The detrimental effects of tobacco smoking and second-hand inhalation are well-documented and irrefutable.
"Smoking is the number one cause of preventable disease and death worldwide. Smoking-related illness in the U.S. costs more than $600 billion a year, including over $241 billion in direct medical care for adults and $184 billion in lost productivity," the American Lung Association noted in 2022.
Yet that is not stopping conservative lawmakers from throwing fits, as Carlson pointed out:
Several members of the Capitol press gallery are horrified by this, and they're complaining. So you have to kind of wonder, why is tobacco so dangerous? Well, we thought we would ask a member of Congress who uses it -- who smokes an occasional cigar. Troy Nehls joins us tonight. Congressman, grateful that you're here, willing to stand up for the most American of all pleasures, which is tobacco. Sorry to say it, it's true. It founded the country. Tell us why it's important for you to burn a cigar occasionally in your office.

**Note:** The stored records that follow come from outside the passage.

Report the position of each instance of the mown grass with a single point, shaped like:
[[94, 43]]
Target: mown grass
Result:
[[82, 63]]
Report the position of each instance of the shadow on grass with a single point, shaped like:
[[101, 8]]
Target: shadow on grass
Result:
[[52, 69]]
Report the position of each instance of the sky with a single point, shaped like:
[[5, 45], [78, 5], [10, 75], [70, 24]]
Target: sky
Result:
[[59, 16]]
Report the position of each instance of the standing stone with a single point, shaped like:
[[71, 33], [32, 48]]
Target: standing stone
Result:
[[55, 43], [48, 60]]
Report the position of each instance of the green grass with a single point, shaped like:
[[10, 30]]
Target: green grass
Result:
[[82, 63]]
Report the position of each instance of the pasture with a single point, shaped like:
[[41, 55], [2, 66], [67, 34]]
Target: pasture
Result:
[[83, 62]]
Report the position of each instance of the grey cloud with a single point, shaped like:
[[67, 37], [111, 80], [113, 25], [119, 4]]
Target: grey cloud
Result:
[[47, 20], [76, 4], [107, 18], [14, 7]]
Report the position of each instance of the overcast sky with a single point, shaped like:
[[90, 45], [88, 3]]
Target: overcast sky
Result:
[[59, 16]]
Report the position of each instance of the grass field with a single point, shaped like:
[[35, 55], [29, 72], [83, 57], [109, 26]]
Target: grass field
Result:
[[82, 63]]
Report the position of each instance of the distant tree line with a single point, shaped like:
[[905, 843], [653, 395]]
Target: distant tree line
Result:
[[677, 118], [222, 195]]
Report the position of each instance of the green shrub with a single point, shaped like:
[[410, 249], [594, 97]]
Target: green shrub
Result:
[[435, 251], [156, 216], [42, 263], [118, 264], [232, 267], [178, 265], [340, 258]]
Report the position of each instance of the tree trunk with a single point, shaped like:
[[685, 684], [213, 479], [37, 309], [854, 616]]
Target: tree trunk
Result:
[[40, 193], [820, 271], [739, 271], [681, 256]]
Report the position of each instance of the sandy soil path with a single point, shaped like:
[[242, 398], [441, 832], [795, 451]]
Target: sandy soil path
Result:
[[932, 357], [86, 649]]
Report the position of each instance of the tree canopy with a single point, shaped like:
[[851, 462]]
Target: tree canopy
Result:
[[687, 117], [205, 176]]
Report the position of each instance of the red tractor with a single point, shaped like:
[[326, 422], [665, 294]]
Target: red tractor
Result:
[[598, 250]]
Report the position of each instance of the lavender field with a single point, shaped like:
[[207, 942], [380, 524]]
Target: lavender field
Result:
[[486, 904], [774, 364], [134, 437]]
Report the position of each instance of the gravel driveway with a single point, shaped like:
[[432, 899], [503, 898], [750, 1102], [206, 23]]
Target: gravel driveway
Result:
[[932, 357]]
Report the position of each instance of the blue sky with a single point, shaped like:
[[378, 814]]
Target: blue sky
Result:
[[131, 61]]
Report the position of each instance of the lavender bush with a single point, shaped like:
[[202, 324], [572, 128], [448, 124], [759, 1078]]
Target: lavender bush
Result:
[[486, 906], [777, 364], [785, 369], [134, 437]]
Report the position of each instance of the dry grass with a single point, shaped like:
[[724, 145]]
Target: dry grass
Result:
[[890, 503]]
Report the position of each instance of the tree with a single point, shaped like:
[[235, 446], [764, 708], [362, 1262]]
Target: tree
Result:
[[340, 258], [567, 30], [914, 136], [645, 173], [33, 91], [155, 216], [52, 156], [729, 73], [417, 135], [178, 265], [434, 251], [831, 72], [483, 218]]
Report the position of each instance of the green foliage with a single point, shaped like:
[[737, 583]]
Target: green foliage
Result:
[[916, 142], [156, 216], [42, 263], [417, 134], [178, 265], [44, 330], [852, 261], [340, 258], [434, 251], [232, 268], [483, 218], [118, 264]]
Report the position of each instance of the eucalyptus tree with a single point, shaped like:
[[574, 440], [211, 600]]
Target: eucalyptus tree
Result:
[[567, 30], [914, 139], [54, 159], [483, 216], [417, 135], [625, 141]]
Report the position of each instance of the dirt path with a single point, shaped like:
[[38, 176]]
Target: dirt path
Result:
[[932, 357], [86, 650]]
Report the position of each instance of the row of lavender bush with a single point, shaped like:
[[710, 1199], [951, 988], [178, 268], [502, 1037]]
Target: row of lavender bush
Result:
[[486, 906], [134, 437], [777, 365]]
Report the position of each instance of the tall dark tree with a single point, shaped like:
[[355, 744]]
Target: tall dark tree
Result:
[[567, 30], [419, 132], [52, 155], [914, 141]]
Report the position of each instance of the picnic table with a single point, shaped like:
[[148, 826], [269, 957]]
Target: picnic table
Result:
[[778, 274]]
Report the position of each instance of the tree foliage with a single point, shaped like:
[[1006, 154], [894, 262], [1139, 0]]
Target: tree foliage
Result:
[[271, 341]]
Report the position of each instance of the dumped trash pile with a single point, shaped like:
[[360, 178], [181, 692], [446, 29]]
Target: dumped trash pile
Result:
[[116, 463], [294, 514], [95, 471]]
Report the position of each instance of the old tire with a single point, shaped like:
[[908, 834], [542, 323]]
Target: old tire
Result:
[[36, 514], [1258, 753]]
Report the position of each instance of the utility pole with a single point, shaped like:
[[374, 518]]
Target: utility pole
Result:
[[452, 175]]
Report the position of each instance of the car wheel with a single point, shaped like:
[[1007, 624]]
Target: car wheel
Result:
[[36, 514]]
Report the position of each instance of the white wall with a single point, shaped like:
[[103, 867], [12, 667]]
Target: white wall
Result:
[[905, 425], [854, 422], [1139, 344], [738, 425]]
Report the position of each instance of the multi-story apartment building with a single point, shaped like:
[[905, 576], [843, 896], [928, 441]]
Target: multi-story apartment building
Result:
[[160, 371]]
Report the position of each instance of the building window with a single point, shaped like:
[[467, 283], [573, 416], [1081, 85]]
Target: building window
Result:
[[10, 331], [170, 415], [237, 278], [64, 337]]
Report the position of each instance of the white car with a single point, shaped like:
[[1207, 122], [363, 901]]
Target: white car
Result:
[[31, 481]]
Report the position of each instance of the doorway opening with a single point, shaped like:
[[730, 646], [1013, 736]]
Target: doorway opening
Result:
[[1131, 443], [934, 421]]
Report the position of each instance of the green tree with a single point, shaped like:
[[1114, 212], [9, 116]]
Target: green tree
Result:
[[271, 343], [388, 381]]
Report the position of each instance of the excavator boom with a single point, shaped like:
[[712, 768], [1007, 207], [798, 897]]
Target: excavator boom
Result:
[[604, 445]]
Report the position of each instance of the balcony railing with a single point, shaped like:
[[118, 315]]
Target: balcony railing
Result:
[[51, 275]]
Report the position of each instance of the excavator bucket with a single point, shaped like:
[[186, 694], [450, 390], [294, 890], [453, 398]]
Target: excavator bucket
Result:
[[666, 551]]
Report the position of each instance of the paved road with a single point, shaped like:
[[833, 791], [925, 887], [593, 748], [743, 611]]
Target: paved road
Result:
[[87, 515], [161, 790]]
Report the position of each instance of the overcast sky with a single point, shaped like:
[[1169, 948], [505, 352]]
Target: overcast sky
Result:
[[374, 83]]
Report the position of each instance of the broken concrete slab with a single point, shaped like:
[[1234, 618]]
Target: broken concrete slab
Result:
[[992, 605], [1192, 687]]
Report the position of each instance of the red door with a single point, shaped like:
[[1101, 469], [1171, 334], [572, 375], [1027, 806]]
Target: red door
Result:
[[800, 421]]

Carlson omitted the fact that tobacco farming – along with sugar – was enabled by hundreds of years of slavery.
Nehls, a former sheriff with no medical training, responded with a defense of smoking:
Well, thank you for having me, Tucker. It's all about freedom. It's interesting, the dishonest media and those -- they want to complain about a little smoke coming out of my cigar – they don't want to talk about the inflation or the crime or the southern border. And people have been enjoying cigars – nations leaders, world leaders from Winston Churchill to United States presidents from Andrew Jackson to Theodore Roosevelt, Nixon, JFK, they liked smokin' their cigars – we even know that Bill Clinton, he enjoyed a good cigar every once in a while. So I don't know what all the hoopla is all about. You're right. In 2007, under Pelosi, she said you cannot smoke cigars in the Capitol building, ie, you can't smoke cigars on the House floor or in committee hearings. But it did not include members' offices. So in members' House office, we've always been able to smoke cigars. There are many of us in the Cigar Caucus – about thirty of us – that enjoy a good cigar in our office. And we do so. Nancy Pelosi for two years – I've been smoking cigars, nobody complains about it – but now they wanna come after us 'cause we're in the majority. This is typical from the left. They wanna infringe on our rights. They wanna complain about our smoke. They're probably complaining about maybe my aftershave or the color of my tie. It doesn't – it doesn't end.
Carlson repeated his falsehood about cannabis and methamphetamine and suggested that tobacco is healthy because it was used by Native Americans (experts agree that there is no difference in the dangers to health depending on what form tobacco takes):
But if you were smoking weed or meth no one would say anything. What is it about tobacco -- which was a religious sacrament for the American Indians, for all the Mesoamerican Indianas – what is it about tobacco that triggers them so profoundly, do you think?
Nehls presented his preferred brand of cigar:
I don't know. Maybe they've never tried one. But you look at a nice Ashton cigar – it's a beautiful cigar, it's mild, made Arturo through and through – it's a great cigar. Try one.
Nehls then lit it and took an on-air puff. Carlson found that hilarious:
Hahahahaha. Congressman Troy Nehls. Striking a blow for freedom. That is the smell of freedom. We appreciate your coming on tonight and standing up for Americanness.